So kann die Digitalisierung der Pflege gelingen: 8 wichtige Learnings aus den Förderprojekten
In den vom Bundesministerium für Arbeit und Soziales geförderten Experimentierräumen entwickeln und testen Betriebe, Beschäftigte und Sozialpartner gemeinsam innovative Arbeitsmodelle. Von dem so gesammelten Wissen sollen auch andere Betriebe profitieren. Zum Projektabschluss am 18.11.2021 haben die Projekte die Erkenntnisse ihrer dreijährigen Arbeit daher im Rahmen des „Symposiums Pflege Digital“ vorgestellt. Die folgenden Learnings aus den Projekten zeigen, worauf Unternehmen achten sollten, wenn sie den Einsatz neuer digitaler Lösungen erfolgreich bewältigen wollen:
Ob der Einsatz von Exoskeletten zum rückenschonenden Heben (EXPERTISE 4.0) oder die Umstellung von der Papier- auf die digitale Pflegedokumentation (Sprint-Doku): Beschäftigte sind neuen Technologien gegenüber durchaus aufgeschlossen und berichten von spürbaren Entlastungen im Arbeitsalltag.

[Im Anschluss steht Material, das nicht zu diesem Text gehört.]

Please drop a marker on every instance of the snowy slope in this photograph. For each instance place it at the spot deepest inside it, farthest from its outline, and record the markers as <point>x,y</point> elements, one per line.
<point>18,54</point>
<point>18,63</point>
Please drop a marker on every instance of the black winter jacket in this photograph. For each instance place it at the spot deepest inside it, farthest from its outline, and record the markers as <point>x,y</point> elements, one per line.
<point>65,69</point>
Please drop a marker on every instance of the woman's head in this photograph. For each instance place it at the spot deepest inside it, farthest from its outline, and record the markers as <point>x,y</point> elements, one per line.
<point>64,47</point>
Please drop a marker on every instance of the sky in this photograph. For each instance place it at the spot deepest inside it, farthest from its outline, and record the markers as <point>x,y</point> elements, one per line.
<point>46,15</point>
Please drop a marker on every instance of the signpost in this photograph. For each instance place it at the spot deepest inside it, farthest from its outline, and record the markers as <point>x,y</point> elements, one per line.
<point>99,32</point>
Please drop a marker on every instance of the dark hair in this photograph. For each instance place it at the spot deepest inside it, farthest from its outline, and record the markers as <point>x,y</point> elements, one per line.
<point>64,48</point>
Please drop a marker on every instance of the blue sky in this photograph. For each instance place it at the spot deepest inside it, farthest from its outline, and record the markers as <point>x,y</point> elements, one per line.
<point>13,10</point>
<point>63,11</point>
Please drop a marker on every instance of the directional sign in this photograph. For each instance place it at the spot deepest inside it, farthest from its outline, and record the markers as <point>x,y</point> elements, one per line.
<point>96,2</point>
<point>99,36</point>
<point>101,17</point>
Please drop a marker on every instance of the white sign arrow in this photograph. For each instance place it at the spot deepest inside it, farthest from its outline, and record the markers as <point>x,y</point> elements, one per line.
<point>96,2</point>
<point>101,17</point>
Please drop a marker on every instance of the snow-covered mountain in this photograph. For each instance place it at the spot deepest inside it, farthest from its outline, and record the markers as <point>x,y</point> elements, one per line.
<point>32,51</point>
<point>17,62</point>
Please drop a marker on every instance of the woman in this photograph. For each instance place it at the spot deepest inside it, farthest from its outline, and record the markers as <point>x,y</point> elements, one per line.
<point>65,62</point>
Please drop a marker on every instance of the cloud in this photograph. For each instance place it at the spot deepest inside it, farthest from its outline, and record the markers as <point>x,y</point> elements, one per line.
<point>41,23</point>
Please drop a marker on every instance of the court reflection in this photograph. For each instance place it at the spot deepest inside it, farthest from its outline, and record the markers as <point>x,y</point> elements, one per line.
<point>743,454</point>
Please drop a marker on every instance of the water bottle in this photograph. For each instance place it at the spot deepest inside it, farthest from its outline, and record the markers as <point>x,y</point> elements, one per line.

Erfolgreiche Digitalisierungsprojekte nehmen sich zu Beginn ausreichend Zeit für Analyse und Planung (PFL-EX): In einem systematischen Prozess, also nicht spontan (z. B. nach einem Messebesuch), wird dabei ermittelt, wo es Verbesserungsbedarfe und Einsatzmöglichkeiten im Betrieb gibt. Zudem wird geprüft, welche Anforderungen die neue Technologie erfüllen muss (z. B. ob sie kompatibel mit den vorhandenen Systemen ist).
Gerade in kleineren Unternehmen mit begrenzten Ressourcen gilt: Der Einsatz neuer Technologien ist vor allem dann erfolgreich, wenn er gezielt und bedarfsgerecht erfolgt – das heißt, nicht nach dem Gießkannenprinzip, sondern genau dort, wo er die größte Entlastung bringt (PFL-EX).
Eigentlich eine Selbstverständlichkeit: Je einfacher ein System zu handhaben ist, desto höher die Akzeptanz – und damit auch die Nutzung – auf Seiten der Beschäftigten (EXPERTISE 4.0). Auch Fehleranfälligkeit ist ein wichtiger Aspekt: Technik stresst vor allem dann, wenn sie nicht funktioniert (DigiKIK).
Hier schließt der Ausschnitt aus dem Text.